実験例2−5に対して、実験例2−1〜2−4のそれぞれについて、比較S値間の平均値の差についてt検定を行った。結果を以下に示す。
【0063】
<a=0.01>
・実施例2−1と実施例2−5の比較では平均値に有意な差がなかった。(p=0.9096)
・実施例2−2と実施例2−5の比較では平均値に有意な差がないとは言えなかった。(p=4.731e−05)
・実施例2−3と実施例2−5の比較では平均値に有意な差がないとは言えなかった。(p=0.0001163)
・実施例2−4と実施例2−5の比較では平均値に有意な差がないとは言えなかった。(p=2.943e−05)
【0064】
<a=0.0001>
・実施例2−1と実施例2−5の比較では平均値に有意な差がなかった。(p=0.985)
・実施例2−2と実施例2−5の比較では平均値に有意な差がないとは言えなかった。(p=0.0002291)
・実施例2−3と実施例2−5の比較では平均値に有意な差がないとは言えなかった。(p=0.0001562)
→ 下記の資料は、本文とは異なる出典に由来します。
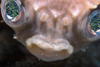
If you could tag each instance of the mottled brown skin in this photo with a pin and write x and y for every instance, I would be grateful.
(52, 22)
・実施例2−4と実施例2−5の比較では平均値に有意な差がないとは言えなかった。(p=0.0001082)
【0065】
なお、実験例1−1と実験例1−2及び1−3との比較、実験例2−1及び2〜5と、実験例2−2〜2〜4との比較から、トランスクリプトームとして観測できる細胞の状態には、いわば2つの相が存在することが予測される。
【0066】
すなわち、実験例1−1ないし実験例2−2〜2−4はコントロールである、実験例1−3ないし実験例2−5に対して、過大な薬物刺激を受けたことによって、いわば相転移が生じている状態であり、そのため、正常な細胞であれば生じうるはずのCYPファミリーの誘導が観測できなかったものと考えられる。
【0067】
一方、実験例1−2及び実験例2−1においては相転移が生じていないため、CYPの誘導という好ましい反応が観測できたものと考えられる。
従って、特定の条件刺激に対する生命現象を観察するためにDEG抽出やパスウェイ解析を行う際には、実験条件妥当性指標1(H値)ないし2(S値)を用いて、コントロール群に対して相転移が生じていないことが確認された実験区について絞り込んで、DEG抽出やパスウェイ解析を行うことで、条件刺激とより関連性の高い遺伝子やパスウェイの抽出に結びつく可能性が高くなるものと示唆される。
【0068】
また、
図2及び4からわかるように、aの値が大き過ぎる(0.1以上)または小さ過ぎる(0.0001以下)場合は、S値の違いを判別しにくくなるため、トランスクリプトームのS値を用いて後続の発現変動遺伝子抽出又はパスウェイ解析にかける実験区を選定する場合は、aの値を、0.00001<a<0.1としておくことが好ましい。
【0069】
また、データセット数nが2以下の実験区に対しては、t検定を行うことはできないが、S値(平均値)の直接比較を行えば良い。なお、aの値を0.001≦a≦0.01としてS値を算出した場合は、S値が0.1以下となる組合せをDEG抽出やパスウェイ解析の対象として選定すれば良い。